Complex Numbers and Quadratic Equations is Chapter 4 of CBSE Class 11 Maths — the chapter that finally answers a question that bugged you in earlier classes: what is the square root of a negative number? By introducing a single new symbol, i (where i² = −1), an entire new family of numbers opens up, and suddenly every quadratic equation has a solution.
By the end of these notes you will be able to simplify powers of i, perform algebra on complex numbers, find the modulus, conjugate and argument, plot numbers on the Argand plane, write a number in polar form, solve quadratics with complex roots, and even find the square root of a complex number. This is a scoring chapter carrying roughly 4–6 marks in boards and a near-guaranteed question in JEE — its concepts also power later topics in Maths and Physics.
Table of Contents
- Key Concepts — imaginary unit, algebra, modulus, conjugate, Argand plane, polar form, quadratics
- Weightage in Board & Entrance Exams
- Important Definitions
- Solved Examples
- Important Questions for Board Exams
- Quick Revision Points
Key Concepts
1. The Need for Complex Numbers
In the set of real numbers, the equation x² + 1 = 0 has no solution, because no real number squared gives −1. Yet such equations appear naturally in algebra, physics, and engineering, so mathematicians extended the number system.

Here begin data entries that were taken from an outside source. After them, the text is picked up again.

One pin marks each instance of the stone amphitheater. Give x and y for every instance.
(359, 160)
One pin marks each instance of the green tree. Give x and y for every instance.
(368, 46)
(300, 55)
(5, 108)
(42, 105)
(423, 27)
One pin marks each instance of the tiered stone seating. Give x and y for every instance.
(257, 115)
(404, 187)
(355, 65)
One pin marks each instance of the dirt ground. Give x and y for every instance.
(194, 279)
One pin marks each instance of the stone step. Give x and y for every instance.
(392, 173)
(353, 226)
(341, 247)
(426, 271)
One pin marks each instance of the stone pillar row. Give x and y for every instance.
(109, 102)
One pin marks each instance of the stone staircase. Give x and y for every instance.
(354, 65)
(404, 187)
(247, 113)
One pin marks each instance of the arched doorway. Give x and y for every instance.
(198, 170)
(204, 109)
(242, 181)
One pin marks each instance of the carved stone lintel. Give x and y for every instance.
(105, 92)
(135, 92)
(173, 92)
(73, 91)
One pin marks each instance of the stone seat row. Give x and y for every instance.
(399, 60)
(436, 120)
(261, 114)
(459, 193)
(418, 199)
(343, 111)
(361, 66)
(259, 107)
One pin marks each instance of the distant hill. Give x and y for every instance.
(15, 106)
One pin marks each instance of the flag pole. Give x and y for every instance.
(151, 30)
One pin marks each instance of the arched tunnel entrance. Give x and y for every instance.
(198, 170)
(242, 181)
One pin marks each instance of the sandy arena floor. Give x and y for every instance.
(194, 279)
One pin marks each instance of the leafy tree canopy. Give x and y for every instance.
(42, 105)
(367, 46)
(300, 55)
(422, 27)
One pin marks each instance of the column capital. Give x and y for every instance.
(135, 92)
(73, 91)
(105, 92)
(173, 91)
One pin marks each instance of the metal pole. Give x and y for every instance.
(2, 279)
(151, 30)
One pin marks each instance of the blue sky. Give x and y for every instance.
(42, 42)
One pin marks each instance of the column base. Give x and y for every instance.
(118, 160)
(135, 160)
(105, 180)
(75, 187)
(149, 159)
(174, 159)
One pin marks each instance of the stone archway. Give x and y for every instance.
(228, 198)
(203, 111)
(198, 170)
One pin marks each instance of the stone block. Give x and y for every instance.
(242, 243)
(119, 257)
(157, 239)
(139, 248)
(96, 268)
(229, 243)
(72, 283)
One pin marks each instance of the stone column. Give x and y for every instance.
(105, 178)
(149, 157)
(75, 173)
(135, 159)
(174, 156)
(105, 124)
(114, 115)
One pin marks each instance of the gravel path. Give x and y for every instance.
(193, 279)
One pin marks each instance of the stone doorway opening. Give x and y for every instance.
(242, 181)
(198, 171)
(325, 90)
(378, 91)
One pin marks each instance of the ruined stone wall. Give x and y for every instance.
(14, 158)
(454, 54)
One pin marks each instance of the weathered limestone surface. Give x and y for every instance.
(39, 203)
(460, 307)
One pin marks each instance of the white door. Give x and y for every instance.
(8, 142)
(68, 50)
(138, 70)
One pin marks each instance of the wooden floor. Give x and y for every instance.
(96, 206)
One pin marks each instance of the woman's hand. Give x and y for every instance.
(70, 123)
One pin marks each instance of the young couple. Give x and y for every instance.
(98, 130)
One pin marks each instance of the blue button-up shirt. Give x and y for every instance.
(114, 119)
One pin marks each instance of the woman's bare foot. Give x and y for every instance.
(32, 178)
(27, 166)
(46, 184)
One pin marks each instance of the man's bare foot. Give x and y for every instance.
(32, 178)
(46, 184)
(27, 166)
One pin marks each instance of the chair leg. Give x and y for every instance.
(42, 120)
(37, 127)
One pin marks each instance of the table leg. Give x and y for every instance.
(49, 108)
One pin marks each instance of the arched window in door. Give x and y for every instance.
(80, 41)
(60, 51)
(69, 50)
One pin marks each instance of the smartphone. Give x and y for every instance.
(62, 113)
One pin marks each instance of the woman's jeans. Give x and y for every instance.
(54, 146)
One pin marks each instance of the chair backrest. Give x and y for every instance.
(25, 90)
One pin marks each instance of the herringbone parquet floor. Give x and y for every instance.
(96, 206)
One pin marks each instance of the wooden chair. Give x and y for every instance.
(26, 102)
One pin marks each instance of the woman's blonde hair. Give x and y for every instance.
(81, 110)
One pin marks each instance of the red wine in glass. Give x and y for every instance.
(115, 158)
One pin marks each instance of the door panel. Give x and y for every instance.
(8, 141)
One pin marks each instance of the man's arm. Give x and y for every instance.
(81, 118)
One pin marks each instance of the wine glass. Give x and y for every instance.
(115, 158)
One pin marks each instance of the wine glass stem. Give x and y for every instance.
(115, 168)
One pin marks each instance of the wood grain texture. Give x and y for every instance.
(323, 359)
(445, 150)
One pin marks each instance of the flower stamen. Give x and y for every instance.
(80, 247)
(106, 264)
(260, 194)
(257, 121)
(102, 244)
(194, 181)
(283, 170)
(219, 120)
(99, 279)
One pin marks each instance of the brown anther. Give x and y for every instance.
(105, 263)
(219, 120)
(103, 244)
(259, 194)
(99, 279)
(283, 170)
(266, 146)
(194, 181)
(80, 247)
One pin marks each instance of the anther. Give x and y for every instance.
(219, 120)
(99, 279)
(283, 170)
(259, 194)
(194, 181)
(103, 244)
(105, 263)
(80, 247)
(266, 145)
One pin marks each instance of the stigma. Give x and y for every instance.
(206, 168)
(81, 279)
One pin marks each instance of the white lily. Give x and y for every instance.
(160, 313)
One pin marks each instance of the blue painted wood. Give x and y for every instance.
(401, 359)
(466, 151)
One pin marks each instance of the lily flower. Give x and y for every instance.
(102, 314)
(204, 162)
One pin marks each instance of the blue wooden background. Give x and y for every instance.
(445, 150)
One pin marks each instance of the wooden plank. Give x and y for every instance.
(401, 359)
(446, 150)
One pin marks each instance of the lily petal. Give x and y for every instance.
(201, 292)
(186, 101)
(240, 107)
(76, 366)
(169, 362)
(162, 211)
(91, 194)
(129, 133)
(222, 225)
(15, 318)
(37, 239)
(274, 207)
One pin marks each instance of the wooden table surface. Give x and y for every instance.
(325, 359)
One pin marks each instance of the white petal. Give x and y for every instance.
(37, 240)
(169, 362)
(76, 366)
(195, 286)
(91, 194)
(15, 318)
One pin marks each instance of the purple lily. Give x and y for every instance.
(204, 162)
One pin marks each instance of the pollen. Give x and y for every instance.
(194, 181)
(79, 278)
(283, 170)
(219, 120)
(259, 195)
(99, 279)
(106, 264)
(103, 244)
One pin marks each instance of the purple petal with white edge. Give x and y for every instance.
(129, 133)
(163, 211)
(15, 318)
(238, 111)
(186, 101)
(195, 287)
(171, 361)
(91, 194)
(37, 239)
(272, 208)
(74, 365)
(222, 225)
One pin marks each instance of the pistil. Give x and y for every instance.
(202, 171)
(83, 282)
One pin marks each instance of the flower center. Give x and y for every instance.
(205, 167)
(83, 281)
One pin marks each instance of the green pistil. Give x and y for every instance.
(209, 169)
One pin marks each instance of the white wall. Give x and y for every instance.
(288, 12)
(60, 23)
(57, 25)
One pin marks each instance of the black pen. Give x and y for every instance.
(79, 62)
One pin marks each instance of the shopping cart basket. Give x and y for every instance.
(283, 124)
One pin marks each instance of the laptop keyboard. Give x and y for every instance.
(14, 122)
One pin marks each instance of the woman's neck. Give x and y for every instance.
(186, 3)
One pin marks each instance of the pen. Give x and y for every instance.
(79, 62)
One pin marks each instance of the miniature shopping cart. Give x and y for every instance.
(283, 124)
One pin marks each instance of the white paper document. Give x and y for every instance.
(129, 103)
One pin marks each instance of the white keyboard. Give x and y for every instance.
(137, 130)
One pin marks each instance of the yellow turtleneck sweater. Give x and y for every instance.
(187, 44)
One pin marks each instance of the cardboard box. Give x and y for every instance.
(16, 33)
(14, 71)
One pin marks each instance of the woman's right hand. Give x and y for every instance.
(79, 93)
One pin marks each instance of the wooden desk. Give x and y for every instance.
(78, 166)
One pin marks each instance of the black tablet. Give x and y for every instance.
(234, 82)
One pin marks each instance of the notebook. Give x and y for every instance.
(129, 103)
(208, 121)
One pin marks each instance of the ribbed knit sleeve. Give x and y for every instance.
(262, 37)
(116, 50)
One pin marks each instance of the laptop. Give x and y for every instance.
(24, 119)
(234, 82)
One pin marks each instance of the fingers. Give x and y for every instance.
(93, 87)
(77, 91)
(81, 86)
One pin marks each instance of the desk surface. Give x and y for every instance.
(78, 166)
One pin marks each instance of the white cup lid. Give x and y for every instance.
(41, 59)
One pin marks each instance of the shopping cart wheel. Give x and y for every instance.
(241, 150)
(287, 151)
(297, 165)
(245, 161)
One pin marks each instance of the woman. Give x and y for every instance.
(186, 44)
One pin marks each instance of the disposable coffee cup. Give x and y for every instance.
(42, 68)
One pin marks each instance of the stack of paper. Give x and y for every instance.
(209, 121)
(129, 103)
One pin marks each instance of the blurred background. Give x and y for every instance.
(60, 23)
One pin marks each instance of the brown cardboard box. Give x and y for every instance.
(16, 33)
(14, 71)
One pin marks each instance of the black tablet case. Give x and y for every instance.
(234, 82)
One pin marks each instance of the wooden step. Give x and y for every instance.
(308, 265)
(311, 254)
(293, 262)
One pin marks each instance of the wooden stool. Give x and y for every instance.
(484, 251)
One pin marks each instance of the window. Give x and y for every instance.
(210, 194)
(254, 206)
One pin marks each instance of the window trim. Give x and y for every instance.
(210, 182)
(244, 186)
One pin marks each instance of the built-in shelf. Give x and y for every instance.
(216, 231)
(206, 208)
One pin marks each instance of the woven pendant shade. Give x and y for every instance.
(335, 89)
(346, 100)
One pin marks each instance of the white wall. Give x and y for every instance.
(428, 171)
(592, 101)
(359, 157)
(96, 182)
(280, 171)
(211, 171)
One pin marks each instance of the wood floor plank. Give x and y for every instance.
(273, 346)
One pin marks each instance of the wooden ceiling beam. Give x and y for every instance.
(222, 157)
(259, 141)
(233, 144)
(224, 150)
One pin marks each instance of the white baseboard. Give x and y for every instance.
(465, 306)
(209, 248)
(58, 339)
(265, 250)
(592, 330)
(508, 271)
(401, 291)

To handle the square root of negative numbers we define a new symbol i, called the imaginary unit, such that i = √(−1), i.e. i² = −1. With i in hand, every quadratic equation becomes solvable — this is the whole point of the chapter.
2. The Imaginary Unit i and Its Powers
The powers of i cycle through just four values, repeating every 4 steps. This pattern lets you simplify any power of i instantly.
- i¹ = i
- i² = −1
- i³ = i² · i = −i
- i⁴ = (i²)² = 1
Trick: For any integer n, divide n by 4 and keep the remainder r; then iⁿ = iʳ. For example i¹⁰¹ = i^(4×25+1) = i¹ = i.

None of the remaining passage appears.